Connal had nothing of
Aoife’s. Unless … He strode across the earth to where the money had scattered
from his hands, and bent to retrieve a single coin from the sand. It was Roman,
spoils of the raids. ‘Will this do?’
The silver flickered, magic
in the moonlight, payment for the dead, though it seemed not valuable enough to
buy a life. ‘Yes, this will do.’ She turned the coin over, regarding the image
embossed on its surface. ‘Aha, the she-wolf suckling her twin boys! This will
do perfectly.’ Her smile was ironic. ‘Something of the child too, I think …
perhaps ...’ A blade materialised in her hand, and before he could object, she
was shearing a bundle of curls from the babe’s head, taking fragments of a
young life that made his heart lurch. The Morrígan stroked his son’s hair
through her fingers, braiding it into a single length, satin yet sturdy as
hide.
‘To remind you why you serve
me,’ she said, stepping closer to fasten the collar about Connal’s neck. ‘There
,
’ she
purred, stroking the coin at the hollow of his throat and pressing her lips to
his jaw in a cold kiss. ‘You are mine, Warrior.’

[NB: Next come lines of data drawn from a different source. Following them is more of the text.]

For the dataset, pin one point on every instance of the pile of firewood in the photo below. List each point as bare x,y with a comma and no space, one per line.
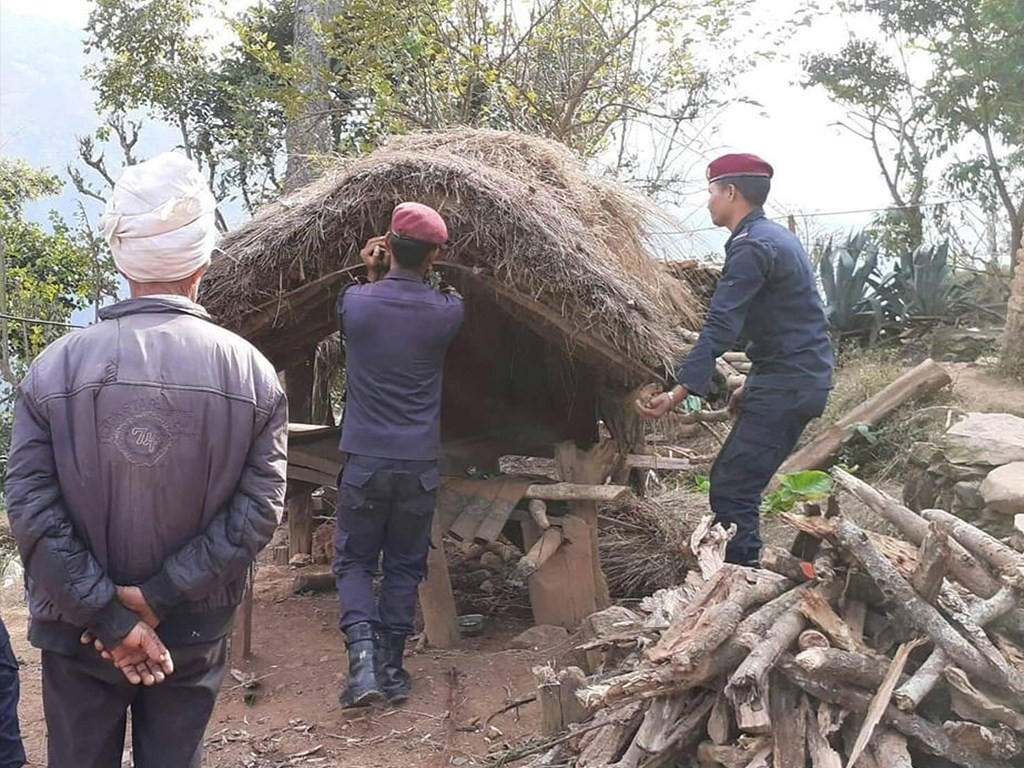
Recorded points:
853,648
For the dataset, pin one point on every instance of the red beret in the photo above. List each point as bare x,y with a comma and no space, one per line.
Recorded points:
417,221
728,166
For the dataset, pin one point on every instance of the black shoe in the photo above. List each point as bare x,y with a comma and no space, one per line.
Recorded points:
394,681
363,688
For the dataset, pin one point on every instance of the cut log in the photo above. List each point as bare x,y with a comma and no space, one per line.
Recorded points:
837,667
738,755
964,566
910,694
880,701
1006,560
818,749
998,741
922,381
933,563
783,562
541,552
615,729
788,713
576,492
890,751
812,639
549,698
929,736
915,612
748,686
821,614
539,512
968,701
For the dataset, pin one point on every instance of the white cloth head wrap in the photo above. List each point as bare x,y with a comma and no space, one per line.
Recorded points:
160,222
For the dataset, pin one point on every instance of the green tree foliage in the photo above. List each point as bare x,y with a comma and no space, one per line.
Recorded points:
46,273
584,73
965,105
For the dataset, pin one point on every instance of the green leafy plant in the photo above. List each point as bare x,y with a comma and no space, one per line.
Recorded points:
796,487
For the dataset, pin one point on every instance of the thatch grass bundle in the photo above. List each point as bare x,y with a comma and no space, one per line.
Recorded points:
521,210
644,543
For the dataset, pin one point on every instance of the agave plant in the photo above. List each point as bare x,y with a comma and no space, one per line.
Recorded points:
849,273
922,284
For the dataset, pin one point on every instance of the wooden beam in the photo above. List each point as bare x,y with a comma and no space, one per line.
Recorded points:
923,380
436,601
576,492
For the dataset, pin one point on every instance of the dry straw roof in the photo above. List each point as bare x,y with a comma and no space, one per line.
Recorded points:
522,212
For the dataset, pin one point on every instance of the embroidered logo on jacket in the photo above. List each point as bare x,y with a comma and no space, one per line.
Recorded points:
145,429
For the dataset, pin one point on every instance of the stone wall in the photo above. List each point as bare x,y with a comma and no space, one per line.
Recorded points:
949,473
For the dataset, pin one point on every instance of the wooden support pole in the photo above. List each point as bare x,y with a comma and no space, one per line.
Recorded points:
299,389
923,380
436,601
541,552
588,467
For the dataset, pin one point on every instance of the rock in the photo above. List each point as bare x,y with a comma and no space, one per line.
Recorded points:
542,636
985,438
492,560
1003,491
967,498
924,454
611,621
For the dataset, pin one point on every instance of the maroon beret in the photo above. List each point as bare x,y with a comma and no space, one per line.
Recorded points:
417,221
729,166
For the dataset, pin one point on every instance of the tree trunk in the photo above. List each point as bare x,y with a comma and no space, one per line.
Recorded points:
1013,338
308,131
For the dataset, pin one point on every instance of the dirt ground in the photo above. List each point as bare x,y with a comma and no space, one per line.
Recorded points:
294,718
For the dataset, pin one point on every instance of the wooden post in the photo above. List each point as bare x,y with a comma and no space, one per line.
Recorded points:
560,592
588,467
299,388
436,601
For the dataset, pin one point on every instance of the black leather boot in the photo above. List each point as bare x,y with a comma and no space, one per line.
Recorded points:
394,681
361,688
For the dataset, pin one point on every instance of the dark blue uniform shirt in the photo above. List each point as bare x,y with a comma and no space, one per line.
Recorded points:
767,295
395,333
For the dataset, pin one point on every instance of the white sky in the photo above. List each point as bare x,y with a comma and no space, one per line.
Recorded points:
818,167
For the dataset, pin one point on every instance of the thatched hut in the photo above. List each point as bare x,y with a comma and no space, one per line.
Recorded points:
566,307
567,312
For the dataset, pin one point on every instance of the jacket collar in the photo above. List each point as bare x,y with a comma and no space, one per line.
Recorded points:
153,305
400,272
757,213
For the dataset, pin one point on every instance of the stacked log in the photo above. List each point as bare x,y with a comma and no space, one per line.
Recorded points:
864,650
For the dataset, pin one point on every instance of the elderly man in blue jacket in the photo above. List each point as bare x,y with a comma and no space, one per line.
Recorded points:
768,296
146,471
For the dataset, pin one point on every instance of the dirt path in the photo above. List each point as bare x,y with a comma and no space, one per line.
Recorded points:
978,389
295,720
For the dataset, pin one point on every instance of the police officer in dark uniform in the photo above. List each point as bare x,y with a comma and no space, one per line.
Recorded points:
395,330
766,295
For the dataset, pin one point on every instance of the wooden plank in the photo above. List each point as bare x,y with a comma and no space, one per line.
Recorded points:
558,593
436,601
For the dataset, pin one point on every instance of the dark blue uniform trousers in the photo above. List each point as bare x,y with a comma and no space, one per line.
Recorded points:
770,423
11,752
384,506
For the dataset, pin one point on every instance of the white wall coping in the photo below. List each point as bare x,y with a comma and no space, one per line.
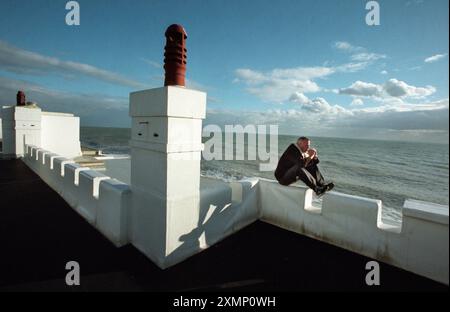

Her hands shot out, and he
flinched, but the strike was aimed skyward. She wove light through the air,
writing glyphs that crackled and spit sparks, piercing the gathering clouds and
churning them into a grey turbulence. Thunder rolled as she signed the last
glyph, unleashing an earth-shaking growl from the heavens that rocked his
balance. She was unaffected, eyes closed, head thrown back, a sight to behold,
pulling lightning from the clouds like threads from a blanket. Her voice was
layered, guttural and sweet, an animal and a maiden in eerie unity, trembling
the foundations of the world with their song. An arm reached up, fingers spread
… and the sky exploded in dazzling light. Lightning crashed to the ground,
splitting dirt and reaching in with luminous fingers to widen the cracks. Again
and again they struck, digging the ground to sizzling chasms.
She was a goddess.
She gave life to the
inanimate, moving things that should not move … raising things that should not
be raised.
When the glow dimmed, there
was no mistaking what his horrified
eyes
refused to acknowledge. Claws
dragged at dirt, mangled muzzles gnashed
,
as broken, decaying bodies hauled
up from the underworld, following the lightning paths, leaking from the doors
to hell she’d opened. They numbered in the hundreds, wolf forms barely clothed
in flesh and fur, wearing their bones on the outside. Their eyes burned
blood-red as they surrounded them, but the Morrígan never lost her placid
smile, looking on pups instead of the walking putrefaction of slaughtered
untame.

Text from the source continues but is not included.